ラリー界の最高峰に位置するカテゴリーが、WRC(World Rally Championship)だ。1973年にスタートしたWRCには、今までに数多くの日本車、日本人ドライバーが参戦してきており、日本でも人気の高いモータースポーツのひとつとしてお馴染みだ。
そんなWRCにおいて日本人ドライバーが快挙を達成した。なんと、WRCにおけるトップカテゴリーに参戦するTOYOTA GAZOO Racing World Rally Teamの勝田貴元と、コ・ドライバーを務めるアーロン・ジョンストン組(18号車)が、WRCにおける第3ラウンド、ラリー・ケニアにて優勝したのだ。

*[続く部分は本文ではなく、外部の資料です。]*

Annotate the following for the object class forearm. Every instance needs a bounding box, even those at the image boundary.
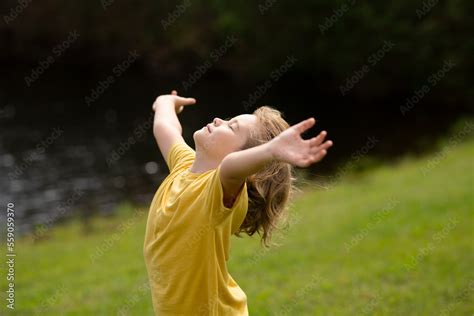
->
[153,98,183,134]
[221,142,274,181]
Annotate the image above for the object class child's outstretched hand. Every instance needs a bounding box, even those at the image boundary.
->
[269,118,333,167]
[153,90,196,114]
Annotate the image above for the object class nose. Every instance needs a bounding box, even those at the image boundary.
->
[212,117,222,126]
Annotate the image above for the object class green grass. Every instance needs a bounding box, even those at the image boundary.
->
[2,119,474,315]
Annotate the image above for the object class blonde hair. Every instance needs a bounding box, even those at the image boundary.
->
[236,106,295,247]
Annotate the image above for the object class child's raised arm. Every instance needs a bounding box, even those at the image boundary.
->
[219,118,333,200]
[153,90,196,163]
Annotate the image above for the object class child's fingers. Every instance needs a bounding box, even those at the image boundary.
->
[311,140,333,154]
[293,117,316,134]
[178,97,196,105]
[307,131,328,147]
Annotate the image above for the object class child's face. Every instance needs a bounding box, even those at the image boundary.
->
[193,114,257,161]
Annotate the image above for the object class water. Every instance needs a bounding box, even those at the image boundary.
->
[0,67,466,234]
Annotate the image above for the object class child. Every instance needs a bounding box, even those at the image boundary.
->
[143,91,332,316]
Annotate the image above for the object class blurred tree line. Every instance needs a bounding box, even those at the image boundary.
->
[0,0,474,107]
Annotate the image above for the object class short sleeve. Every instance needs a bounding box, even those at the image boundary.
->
[207,165,248,226]
[166,142,196,173]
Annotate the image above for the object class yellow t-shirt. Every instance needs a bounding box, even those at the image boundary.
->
[143,142,248,316]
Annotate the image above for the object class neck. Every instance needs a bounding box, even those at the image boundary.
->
[189,150,220,173]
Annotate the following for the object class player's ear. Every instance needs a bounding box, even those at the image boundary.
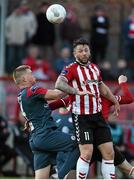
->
[73,51,76,58]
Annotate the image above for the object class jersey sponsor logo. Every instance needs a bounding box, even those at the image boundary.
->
[61,69,68,75]
[82,79,99,86]
[84,132,90,141]
[44,104,49,108]
[71,135,76,141]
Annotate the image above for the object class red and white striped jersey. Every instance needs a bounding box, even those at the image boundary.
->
[60,62,102,114]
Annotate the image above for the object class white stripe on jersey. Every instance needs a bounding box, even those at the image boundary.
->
[90,65,101,111]
[115,95,121,102]
[77,66,89,114]
[72,80,80,114]
[84,68,97,114]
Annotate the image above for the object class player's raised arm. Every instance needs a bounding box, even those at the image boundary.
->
[44,89,65,100]
[100,82,120,116]
[118,75,134,104]
[55,76,94,96]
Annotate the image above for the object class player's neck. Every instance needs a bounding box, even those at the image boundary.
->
[76,59,90,66]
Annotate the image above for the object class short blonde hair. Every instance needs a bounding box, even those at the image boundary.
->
[13,65,31,84]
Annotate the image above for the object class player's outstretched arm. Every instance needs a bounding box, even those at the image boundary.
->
[44,89,65,100]
[118,75,134,104]
[100,82,120,116]
[55,76,93,96]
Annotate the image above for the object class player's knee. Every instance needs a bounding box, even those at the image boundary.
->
[80,144,93,160]
[99,143,114,160]
[102,148,114,160]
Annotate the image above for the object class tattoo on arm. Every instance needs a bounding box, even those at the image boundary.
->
[55,76,78,94]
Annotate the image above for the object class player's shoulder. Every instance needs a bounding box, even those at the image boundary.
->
[90,63,100,70]
[29,84,42,92]
[65,62,77,69]
[60,62,77,75]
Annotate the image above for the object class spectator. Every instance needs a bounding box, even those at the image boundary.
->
[60,4,82,50]
[123,9,134,65]
[125,124,134,161]
[5,6,36,73]
[90,6,109,63]
[55,47,73,74]
[0,115,16,173]
[108,114,125,151]
[100,61,115,81]
[23,46,57,81]
[113,59,132,81]
[33,2,55,60]
[20,2,37,44]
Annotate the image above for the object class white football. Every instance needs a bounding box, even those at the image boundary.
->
[46,4,66,24]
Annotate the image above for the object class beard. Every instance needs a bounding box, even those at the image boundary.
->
[76,57,90,65]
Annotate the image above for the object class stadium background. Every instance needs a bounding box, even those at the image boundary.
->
[0,0,134,178]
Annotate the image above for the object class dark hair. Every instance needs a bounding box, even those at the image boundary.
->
[40,1,50,8]
[73,38,89,48]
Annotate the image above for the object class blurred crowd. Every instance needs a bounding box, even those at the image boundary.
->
[0,1,134,175]
[5,1,134,81]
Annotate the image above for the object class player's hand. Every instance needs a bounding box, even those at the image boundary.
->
[114,103,120,116]
[77,90,95,96]
[118,75,127,84]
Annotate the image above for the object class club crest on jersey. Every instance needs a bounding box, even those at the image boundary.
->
[71,135,76,141]
[82,79,98,86]
[61,69,68,75]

これは我々日本人からしたらとても大きなニュースだ。というのも、WRCに参戦した日本人ドライバーは数多くいるものの、優勝経験のあるドライバーは非常に少ない。実際、今回の勝田貴元の優勝はなんと、1992年のWRCアイボリーコーストラリー(コートジボワール)で優勝したレジェンド、故・篠塚建次郎以来じつに34年ぶりの快挙! その後今日まで、WRCで優勝した日本人ドライバーは残念ながらいなかった。
余談だが、トヨタの日本人ドライバーとしてのサファリラリー制覇は、1995年の2リッター・ワールド・ラリー・カップ(W2L)に参戦した藤本吉郎以来2人目とのこと(当時のマシンはセリカGT-FOUR)。
今回勝田が優勝したラリー・ケニアは、サファリラリーの愛称でもお馴染みの超過酷なステージで、1953年に東アフリカで初開催された伝統の1戦、世界三大ラリーのひとつだ。なお、1973年のWRC創設初年度から設定されていたステージで、2002年に1度外されるも、2021年に再び加わったという経緯がある。
長らく乾季の6月に行われてきたが、2024年からは3月という、現地では雨季に当たる開催時期が移され、より過酷なステージに舵を切った歴史がある。ステージのほとんどは未舗装路で砂地やぬかるみ、岩場などが牙を剥く。ドライバーはもちろん、クルマにとっても難所ばかり。横はシマウマや水牛などの野生動物が普通に歩いており、文字どおりサファリな雰囲気。
このステージで勝田は、序盤こそ遅れたものの堅調な走りを続け、4日間開催される期間のうち、3日目にして同じトヨタ勢の上位陣がトラブルなどで後退したタイミングで順位が逆転し、勝田がトップに躍り出た。最終日4日目は安定したパフォーマンスで駆け抜け、そのまま2位との差を広げ、首位を守り抜いた形だ。